The military regime had grossly miscalculated because what followed was no less than a revolution, but of a more permanent nature. Upset at the army’s assault on judiciary and then free press a few days later, Constitutional minds, legal practitioners and journalists have taken to the streets. The difference between a constitutional agitator and a rabble rouser is that a constitutionalist only takes to the street as a last resort and does so when pushed against the wall. The events of Lahore and Islamabad did exactly that and today more than ever the nation is united in its struggle to restore a constitutional order as that alone is the irreducible minimum of the Pakistani people. At the heart of this issue confronting the predominantly Muslim nation, Justice Rana Bhagwandas on whom all eyes are focused. That he is a top Pakistani judge with impeccable integrity who happens to be a Hindu makes these turn of events even sweeter. Apparently the prospect of having a Hindu chief justice has not gone down well with the Islamists, some of whom have tried to turn a purely secular issue of judicial independence into a theological issue. And yet the people of Pakistan understand that is Bhagwandas alone with sufficient credibility and acumen to resolve the constitutional crisis that has brought the entire Pakistani judicial system to its knees.

The outcome of these events should not be judged by whether or not it will dislodge Musharraf. Admittedly there is much good that Musharraf brought to Pakistan but his phenomenal blunder now threatens to undo all of this. It may or may not do so but what has come about is something much more long lasting, ie the separation of powers finally in the Montesquieuesque sense. Whatever happens this is probably the most positive outcome of the entire episode. Consider the turn of events that will likely follow: Independent judiciary means an independent election commission which in turn means free and fair elections. Free elections would mean that secular and mainstream parties like Pakistan People’s Party and Pakistan Muslim League as well as smaller ethnic parties like Awami National Party and PukhtunKhwa Milli Party will be the clear winners whereas the religious alliance of MMA willl be the clear losers. Expect a PPP government headed by Benazir or in the interim period one of her close aides till she is able to return and get elected to the National Assembly.

This is a prospect that will be welcomed in the Western capitals as well. For long now Pakistan’s Military rulers have scared the west with the prospect of radical religious elements taking over the country in case of free elections. Such an outcome is unlikely when one considers that Pakistanis have always elected moderate and secular leaders and have rejected the clerics at the polls. Extremism and radicalism does not emerge because of democracy but in its absence. The only election religious parties won any seats in was held under the enlightened moderate Pervez Musharraf himself. The United States of America already seems to have lost its faith in the soldier-president’s ability to rein in the Taliban and other elements running amok, in their view, with Pakistan Army’s blessing.

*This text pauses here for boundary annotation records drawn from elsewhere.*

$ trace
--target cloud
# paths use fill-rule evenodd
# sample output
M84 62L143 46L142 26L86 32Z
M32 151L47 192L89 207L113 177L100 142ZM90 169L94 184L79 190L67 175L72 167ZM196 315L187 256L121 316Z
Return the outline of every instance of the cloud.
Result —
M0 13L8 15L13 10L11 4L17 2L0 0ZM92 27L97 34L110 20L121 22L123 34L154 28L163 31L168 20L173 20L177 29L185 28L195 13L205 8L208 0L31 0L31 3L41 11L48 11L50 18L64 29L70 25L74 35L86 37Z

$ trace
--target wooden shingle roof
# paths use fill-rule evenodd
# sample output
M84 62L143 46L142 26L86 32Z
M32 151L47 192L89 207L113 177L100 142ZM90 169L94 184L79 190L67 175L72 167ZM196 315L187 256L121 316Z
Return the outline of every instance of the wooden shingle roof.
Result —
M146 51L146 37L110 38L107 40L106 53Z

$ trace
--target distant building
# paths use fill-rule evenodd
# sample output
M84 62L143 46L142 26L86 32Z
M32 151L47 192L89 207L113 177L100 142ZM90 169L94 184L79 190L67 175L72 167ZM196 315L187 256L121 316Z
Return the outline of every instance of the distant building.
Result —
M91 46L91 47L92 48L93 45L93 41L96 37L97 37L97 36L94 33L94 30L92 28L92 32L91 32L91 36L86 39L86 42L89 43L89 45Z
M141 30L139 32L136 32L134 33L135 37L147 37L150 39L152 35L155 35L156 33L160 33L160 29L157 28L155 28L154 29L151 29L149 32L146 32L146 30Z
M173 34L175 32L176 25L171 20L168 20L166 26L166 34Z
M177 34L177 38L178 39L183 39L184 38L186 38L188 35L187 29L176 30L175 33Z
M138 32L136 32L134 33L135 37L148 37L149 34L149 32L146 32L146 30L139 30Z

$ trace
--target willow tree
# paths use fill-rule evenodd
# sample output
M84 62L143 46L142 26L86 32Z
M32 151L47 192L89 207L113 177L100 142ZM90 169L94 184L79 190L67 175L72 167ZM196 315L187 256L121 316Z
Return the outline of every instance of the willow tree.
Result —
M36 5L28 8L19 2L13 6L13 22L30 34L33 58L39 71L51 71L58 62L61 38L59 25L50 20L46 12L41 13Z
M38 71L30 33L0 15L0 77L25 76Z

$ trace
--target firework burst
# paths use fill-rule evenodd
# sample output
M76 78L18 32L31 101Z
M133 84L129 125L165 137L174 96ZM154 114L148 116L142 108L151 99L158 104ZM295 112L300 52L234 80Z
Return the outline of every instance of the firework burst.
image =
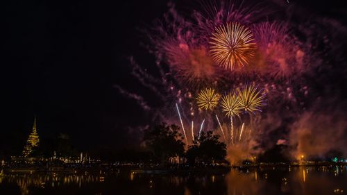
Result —
M210 44L212 59L226 69L247 65L255 53L252 31L239 23L216 28Z
M220 95L214 89L206 88L201 90L196 97L196 103L201 110L212 110L219 101Z
M246 112L255 114L262 112L260 107L266 105L265 94L258 90L254 85L247 85L243 89L237 89L239 102Z
M242 105L239 103L239 98L235 93L224 95L221 99L221 105L222 111L226 113L227 117L237 116L239 117L242 112Z

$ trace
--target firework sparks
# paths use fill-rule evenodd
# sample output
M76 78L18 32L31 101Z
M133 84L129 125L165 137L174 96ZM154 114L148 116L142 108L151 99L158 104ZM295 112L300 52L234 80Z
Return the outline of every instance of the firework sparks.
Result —
M241 136L242 136L242 132L244 132L244 123L242 123L242 126L241 127L241 132L239 133L239 141L241 141Z
M176 108L177 108L177 112L178 113L178 117L180 117L180 125L182 126L182 130L183 130L183 135L185 135L185 142L188 143L188 139L187 139L187 135L185 134L185 126L183 126L183 121L182 121L182 117L180 117L180 110L178 109L178 105L176 103Z
M201 123L201 126L200 126L200 130L198 131L198 136L199 137L200 137L200 134L201 133L201 131L203 130L203 123L205 123L205 119L203 119L203 122Z
M217 115L216 115L216 118L217 119L218 124L219 125L219 128L221 128L221 135L223 135L223 138L224 138L224 140L226 140L226 135L224 135L224 130L223 130L221 122L219 121L219 119L218 118L218 116Z
M222 111L226 112L226 116L239 117L242 112L242 105L239 103L239 98L235 94L225 95L221 99Z
M192 121L192 141L194 141L194 121Z
M245 87L237 92L239 96L239 102L246 112L255 114L262 112L260 107L266 105L264 93L258 90L254 85L246 85Z
M220 95L214 90L206 88L198 93L196 103L201 110L212 110L217 105L219 98Z
M232 117L230 117L230 126L231 126L231 144L234 145L234 128L232 124Z
M226 69L247 65L255 53L252 31L239 23L216 28L210 44L212 59Z

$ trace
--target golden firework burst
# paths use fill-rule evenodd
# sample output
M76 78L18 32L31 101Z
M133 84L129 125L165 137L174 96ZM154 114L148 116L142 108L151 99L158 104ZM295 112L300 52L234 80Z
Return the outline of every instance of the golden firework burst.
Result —
M220 96L214 89L206 88L198 94L196 103L201 110L212 110L218 105Z
M252 31L239 23L217 27L210 40L212 59L226 69L247 65L255 53Z
M222 111L226 112L226 116L234 117L237 116L239 117L242 113L242 105L239 102L239 97L234 94L228 94L224 95L221 101Z
M246 112L262 112L260 107L266 105L265 94L258 90L254 85L247 85L243 89L237 89L239 103Z

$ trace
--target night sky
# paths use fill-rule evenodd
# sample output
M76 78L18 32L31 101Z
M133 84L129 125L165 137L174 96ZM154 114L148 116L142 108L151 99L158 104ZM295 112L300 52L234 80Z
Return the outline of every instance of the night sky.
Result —
M80 150L132 146L137 139L129 129L151 121L114 85L151 98L130 76L128 59L135 56L151 71L155 58L141 29L167 12L168 1L8 1L2 6L1 153L22 151L34 115L41 137L67 133ZM183 12L198 2L173 1ZM289 3L346 22L342 1ZM266 2L280 12L287 3Z

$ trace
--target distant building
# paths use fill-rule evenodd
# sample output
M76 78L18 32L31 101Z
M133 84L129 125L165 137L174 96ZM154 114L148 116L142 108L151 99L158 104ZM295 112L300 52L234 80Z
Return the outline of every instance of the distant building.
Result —
M40 138L36 131L36 117L34 119L34 124L33 125L33 132L29 135L29 137L26 140L26 143L23 150L23 156L27 157L33 153L35 148L39 146Z

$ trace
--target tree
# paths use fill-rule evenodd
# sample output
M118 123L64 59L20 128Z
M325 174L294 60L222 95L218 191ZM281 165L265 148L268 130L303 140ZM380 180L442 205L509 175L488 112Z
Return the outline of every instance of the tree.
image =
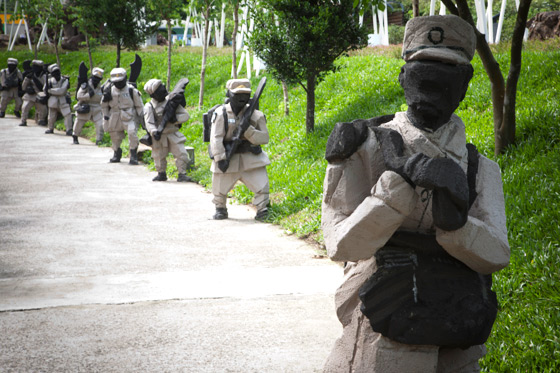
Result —
M202 65L200 68L200 93L198 95L198 107L204 104L204 79L206 76L206 58L208 56L208 34L210 29L210 18L213 16L217 6L221 6L220 0L192 0L191 6L200 11L204 20L204 31L202 34Z
M251 8L255 28L249 46L277 80L303 87L310 133L316 85L336 70L340 55L366 45L366 30L358 25L353 0L262 0L258 5Z
M171 87L171 50L173 48L172 20L179 18L179 10L184 5L184 0L148 0L151 11L164 19L167 23L167 90ZM187 25L188 26L188 25Z
M58 44L62 40L62 29L66 23L65 6L61 0L38 0L40 9L43 10L44 24L48 30L52 31L54 52L56 54L56 63L60 66L60 55L58 53Z
M532 0L520 0L517 19L511 42L511 60L507 81L500 70L500 65L494 58L485 36L475 27L471 10L467 0L442 0L446 8L455 15L469 22L476 34L476 50L486 74L492 85L492 106L494 119L494 153L502 153L505 148L515 142L515 102L517 97L517 82L521 74L521 51L523 49L523 35L527 25L527 17Z
M116 66L121 65L121 49L136 50L157 29L155 17L146 11L146 0L98 0L107 38L117 45Z
M99 20L103 19L103 13L99 4L90 0L73 0L71 3L72 25L77 27L86 38L86 47L89 57L89 68L93 70L93 57L91 55L90 36L99 31Z

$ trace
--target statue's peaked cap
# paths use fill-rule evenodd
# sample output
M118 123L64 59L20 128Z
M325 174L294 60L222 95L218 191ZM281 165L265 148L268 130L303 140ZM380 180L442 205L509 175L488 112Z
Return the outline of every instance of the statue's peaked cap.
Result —
M404 31L403 59L470 64L475 52L473 27L454 15L416 17Z

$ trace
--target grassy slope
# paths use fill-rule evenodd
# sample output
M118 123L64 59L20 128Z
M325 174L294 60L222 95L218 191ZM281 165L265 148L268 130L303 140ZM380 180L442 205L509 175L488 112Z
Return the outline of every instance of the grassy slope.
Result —
M490 84L482 64L475 58L475 77L457 114L467 124L469 141L491 159L503 173L508 233L512 249L511 265L494 276L501 309L487 346L482 366L487 371L558 371L560 369L560 42L532 43L524 52L523 72L518 85L517 144L498 158L493 156L493 126ZM536 50L536 51L535 51ZM381 52L381 53L380 53ZM166 55L161 49L140 53L144 68L139 87L149 78L165 78ZM22 61L28 52L17 52ZM323 159L328 134L336 122L351 121L385 113L404 106L397 76L402 61L394 49L364 50L339 60L340 71L318 86L316 131L305 134L305 94L299 87L290 90L290 117L283 116L282 89L269 79L261 100L268 118L270 144L265 146L273 163L268 171L272 190L272 220L288 232L311 237L321 243L320 206L326 167ZM0 57L5 65L7 54ZM54 61L54 55L40 58ZM507 49L497 50L497 58L507 71ZM77 66L87 61L84 52L62 56L64 73L71 71L75 82ZM99 51L95 60L106 72L114 65L112 51ZM124 53L123 66L133 60ZM226 52L211 50L205 105L196 108L199 91L200 51L180 50L173 56L172 83L188 76L187 103L191 120L183 128L187 143L196 149L197 168L191 173L203 185L211 182L206 145L202 143L202 113L224 97L229 78L230 58ZM258 78L253 78L253 83ZM144 97L147 100L147 97ZM91 128L90 128L91 131ZM153 165L151 165L153 167ZM172 162L169 171L174 172ZM233 195L250 202L244 186Z

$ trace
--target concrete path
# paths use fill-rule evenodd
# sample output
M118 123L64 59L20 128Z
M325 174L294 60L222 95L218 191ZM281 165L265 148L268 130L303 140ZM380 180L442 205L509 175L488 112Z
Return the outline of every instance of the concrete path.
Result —
M194 183L0 119L0 372L317 372L341 268Z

This is not to say that Musharraf is not committed to weeding out the Taliban and leaving behind a legacy of a progressive and modern Pakistan. I am convinced that in his heart of hearts, he is a true patriot and a good man. But he must understand that the time for transition has come and this is a boat Pakistan cannot afford to lose. First he must restore the Chief Justice and then he must allow presidential elections through the newly elected legislature in early 2008, following which he should honorably leave the office of the president and salute the new entrant as his Army chief, a position he should continue to hold till he can ensure the continuity of the democratic dispensation and till he can weed out the pro-Taliban and anti-national elements, if any, within the Pakistan Army. This is that rational exit strategy which might preserve the good that he has done and salvage his reputation in the annals of history, but I fear almost 8 years as Pakistan’s top man has numbed the General’s mind to logic.